Rubineau, along with co-authors Carroll Seron (UC Irvine), Erin Cech (University of Michigan) and Susan Silbey (MIT), found that unchallenging projects, blatant sexual harassment and greater isolation from support networks contribute to women’s exit from engineering.
Rubineau says: “Although engineering programs have focused on reforming their curricula to encourage women’s participation, we are finding that social interactions outside of classrooms are contributing substantially to women’s negative experiences of the field. It is clear that engineering schools must broaden their efforts beyond the classroom to ensure they are not only attracting top female talent, but retaining it.”
Their longitudinal study followed 700 students from four schools – MIT, UMass, Olin College of Engineering, and the women-only Picker Engineering Program at Smith College – during their four years of college and again five years after they graduated.
The study examined students’ voluntary diary entries and focused on interactions with other students in classes and projects, as well as college culture and future occupational and family expectations.
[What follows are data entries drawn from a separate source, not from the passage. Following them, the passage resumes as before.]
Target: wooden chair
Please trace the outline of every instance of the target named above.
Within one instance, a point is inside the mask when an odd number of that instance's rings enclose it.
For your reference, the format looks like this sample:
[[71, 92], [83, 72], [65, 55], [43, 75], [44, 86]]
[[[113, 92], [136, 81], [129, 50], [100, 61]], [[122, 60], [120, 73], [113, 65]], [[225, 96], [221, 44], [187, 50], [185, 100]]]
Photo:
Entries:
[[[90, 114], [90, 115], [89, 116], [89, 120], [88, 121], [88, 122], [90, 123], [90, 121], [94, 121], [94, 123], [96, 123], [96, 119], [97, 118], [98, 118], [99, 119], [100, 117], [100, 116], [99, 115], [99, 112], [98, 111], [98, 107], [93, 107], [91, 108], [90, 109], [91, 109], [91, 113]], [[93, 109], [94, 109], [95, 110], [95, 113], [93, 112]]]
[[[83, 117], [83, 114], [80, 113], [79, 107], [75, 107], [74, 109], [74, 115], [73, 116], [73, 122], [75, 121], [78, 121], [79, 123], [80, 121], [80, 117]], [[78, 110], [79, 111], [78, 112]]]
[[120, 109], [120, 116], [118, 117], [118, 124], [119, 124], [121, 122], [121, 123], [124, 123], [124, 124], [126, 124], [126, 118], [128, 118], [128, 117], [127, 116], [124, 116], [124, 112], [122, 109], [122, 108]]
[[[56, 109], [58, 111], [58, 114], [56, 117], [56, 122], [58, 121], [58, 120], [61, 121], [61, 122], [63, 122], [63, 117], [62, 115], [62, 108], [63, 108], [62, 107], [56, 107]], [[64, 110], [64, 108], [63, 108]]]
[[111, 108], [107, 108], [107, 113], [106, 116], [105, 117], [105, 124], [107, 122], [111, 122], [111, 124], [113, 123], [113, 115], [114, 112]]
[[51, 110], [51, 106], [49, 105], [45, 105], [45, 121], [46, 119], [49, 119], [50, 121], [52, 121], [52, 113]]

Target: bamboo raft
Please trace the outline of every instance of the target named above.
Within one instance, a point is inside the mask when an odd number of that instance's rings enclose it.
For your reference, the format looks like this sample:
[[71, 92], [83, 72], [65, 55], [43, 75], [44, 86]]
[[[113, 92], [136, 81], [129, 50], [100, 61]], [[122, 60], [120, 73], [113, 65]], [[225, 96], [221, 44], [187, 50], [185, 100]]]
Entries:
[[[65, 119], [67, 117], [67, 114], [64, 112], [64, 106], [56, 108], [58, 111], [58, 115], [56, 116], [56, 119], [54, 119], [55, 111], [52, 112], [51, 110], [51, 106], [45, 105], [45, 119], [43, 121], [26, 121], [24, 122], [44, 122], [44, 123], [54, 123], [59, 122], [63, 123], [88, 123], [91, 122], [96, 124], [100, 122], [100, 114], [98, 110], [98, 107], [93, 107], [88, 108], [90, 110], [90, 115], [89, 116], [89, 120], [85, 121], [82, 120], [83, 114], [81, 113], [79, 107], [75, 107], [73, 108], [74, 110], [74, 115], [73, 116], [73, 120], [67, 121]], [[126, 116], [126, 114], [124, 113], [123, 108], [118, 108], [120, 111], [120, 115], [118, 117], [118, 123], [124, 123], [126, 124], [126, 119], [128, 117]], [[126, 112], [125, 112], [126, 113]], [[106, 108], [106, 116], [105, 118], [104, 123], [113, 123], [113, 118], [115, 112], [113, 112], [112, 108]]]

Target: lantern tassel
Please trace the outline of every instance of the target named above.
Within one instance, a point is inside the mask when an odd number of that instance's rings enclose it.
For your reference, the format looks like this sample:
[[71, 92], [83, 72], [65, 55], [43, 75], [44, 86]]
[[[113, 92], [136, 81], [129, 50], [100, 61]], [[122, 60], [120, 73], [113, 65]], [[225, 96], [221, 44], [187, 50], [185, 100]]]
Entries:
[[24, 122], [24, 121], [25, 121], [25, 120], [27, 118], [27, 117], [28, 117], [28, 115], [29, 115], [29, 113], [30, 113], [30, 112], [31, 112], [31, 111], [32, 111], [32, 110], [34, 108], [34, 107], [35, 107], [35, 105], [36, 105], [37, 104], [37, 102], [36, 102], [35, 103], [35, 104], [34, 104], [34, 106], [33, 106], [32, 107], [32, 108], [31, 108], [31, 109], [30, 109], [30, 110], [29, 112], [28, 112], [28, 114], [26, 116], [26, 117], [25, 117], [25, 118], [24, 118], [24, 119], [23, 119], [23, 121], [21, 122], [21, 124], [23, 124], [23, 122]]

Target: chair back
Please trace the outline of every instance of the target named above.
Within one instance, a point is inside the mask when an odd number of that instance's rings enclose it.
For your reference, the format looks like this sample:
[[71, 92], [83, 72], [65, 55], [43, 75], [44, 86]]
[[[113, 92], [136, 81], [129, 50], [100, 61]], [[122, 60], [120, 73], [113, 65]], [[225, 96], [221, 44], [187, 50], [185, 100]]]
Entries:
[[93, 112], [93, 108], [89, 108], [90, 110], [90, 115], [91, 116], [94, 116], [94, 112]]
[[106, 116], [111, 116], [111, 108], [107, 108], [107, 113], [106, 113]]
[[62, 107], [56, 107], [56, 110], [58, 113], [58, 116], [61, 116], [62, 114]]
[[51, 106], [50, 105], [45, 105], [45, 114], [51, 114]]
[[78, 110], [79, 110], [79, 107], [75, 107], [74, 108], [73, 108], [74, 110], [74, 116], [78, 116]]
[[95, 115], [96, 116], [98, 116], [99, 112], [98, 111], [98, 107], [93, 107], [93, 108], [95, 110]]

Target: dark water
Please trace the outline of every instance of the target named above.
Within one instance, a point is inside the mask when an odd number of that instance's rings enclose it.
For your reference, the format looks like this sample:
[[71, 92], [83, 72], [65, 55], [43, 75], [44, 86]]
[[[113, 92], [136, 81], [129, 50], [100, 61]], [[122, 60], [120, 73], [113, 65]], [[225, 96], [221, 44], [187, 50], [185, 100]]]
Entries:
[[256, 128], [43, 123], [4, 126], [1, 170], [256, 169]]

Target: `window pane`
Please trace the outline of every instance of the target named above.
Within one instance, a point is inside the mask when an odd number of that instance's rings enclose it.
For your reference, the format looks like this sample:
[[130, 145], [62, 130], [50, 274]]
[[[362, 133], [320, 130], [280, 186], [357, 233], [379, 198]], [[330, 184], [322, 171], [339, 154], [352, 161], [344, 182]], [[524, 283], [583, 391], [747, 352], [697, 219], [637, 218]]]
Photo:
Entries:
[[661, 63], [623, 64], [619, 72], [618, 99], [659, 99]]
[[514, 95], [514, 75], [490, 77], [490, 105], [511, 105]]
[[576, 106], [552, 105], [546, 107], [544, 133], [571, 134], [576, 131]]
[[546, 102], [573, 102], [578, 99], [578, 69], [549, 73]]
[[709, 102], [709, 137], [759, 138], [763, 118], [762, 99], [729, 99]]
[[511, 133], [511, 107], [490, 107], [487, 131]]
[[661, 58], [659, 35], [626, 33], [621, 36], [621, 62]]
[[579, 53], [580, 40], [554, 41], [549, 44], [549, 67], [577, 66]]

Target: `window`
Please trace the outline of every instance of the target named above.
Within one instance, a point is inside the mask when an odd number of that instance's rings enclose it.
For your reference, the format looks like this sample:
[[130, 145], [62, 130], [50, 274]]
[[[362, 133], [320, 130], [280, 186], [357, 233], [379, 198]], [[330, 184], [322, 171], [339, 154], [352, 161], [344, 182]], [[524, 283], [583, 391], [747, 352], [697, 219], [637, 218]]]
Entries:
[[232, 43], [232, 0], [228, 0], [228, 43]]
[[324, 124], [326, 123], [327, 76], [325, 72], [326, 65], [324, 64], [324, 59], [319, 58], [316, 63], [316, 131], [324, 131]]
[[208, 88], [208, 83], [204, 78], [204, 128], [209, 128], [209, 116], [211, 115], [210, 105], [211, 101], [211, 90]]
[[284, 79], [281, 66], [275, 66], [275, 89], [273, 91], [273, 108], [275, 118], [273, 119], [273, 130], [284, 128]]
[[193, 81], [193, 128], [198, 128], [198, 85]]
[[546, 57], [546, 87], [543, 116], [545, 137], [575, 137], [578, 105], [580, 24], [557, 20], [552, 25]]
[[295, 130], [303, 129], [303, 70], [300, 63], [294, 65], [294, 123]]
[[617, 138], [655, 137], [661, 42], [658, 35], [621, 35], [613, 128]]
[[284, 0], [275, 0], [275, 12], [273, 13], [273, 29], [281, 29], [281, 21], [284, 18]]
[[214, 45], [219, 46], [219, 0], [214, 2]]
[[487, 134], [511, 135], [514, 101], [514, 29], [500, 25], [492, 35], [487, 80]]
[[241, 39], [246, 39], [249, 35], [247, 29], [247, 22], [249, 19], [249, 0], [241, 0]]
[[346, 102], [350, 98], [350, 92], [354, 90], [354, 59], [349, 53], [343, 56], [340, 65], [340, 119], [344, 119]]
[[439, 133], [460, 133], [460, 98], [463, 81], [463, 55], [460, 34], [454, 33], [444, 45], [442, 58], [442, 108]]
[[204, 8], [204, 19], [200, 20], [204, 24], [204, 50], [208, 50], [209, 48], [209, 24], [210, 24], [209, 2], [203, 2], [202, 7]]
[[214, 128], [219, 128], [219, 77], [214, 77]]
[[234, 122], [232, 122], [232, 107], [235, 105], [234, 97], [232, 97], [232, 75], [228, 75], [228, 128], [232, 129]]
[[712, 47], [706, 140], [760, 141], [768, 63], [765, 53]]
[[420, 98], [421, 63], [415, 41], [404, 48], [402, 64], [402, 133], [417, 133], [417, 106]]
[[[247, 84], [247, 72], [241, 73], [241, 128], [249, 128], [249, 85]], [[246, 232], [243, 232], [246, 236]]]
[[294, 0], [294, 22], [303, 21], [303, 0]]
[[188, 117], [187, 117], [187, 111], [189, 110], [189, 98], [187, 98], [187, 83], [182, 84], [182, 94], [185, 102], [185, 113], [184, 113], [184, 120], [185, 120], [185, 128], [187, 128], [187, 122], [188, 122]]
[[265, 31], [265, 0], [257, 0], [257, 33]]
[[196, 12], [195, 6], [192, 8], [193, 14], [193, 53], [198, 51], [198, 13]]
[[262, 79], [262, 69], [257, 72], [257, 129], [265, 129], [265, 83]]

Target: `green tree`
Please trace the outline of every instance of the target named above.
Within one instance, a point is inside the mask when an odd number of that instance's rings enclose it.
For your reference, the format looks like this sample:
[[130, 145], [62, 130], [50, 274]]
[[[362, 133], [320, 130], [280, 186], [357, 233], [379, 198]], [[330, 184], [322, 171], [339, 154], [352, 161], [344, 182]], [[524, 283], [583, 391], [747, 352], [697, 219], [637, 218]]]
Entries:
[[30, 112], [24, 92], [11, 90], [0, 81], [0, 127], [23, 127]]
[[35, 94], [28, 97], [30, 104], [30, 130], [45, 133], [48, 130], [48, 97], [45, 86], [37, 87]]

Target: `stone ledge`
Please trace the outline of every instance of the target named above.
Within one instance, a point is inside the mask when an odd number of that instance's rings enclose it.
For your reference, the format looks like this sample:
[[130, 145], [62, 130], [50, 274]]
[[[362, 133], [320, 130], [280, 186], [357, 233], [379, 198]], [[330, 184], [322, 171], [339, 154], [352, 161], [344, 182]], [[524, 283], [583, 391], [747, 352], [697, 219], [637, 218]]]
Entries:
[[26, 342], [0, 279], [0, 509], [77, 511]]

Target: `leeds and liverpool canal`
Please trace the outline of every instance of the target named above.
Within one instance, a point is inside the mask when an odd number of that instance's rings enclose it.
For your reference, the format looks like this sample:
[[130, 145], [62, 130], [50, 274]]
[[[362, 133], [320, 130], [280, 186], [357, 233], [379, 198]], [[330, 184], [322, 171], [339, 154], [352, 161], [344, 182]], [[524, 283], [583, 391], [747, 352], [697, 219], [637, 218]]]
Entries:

Rubineau continues: “Many of the women in our study experienced blatant gender bias in their project teams and internships. Much of the hands-on aspects of engineering are treated as men’s work, with women relegated to more secretarial duties. This culture of sexism and stereotyping sidelines qualified women, who then often choose a different career path. A second source of this gendered discontent concerns the role of engineers in society. Women, more so than men, cite engineering’s potential for improving society as their motivation for pursuing a career within the field. But in their internships, women saw only lip service offered towards improving society. Disillusioned, these women are often inclined to change career path to find a better cultural alignment with their values and goals.”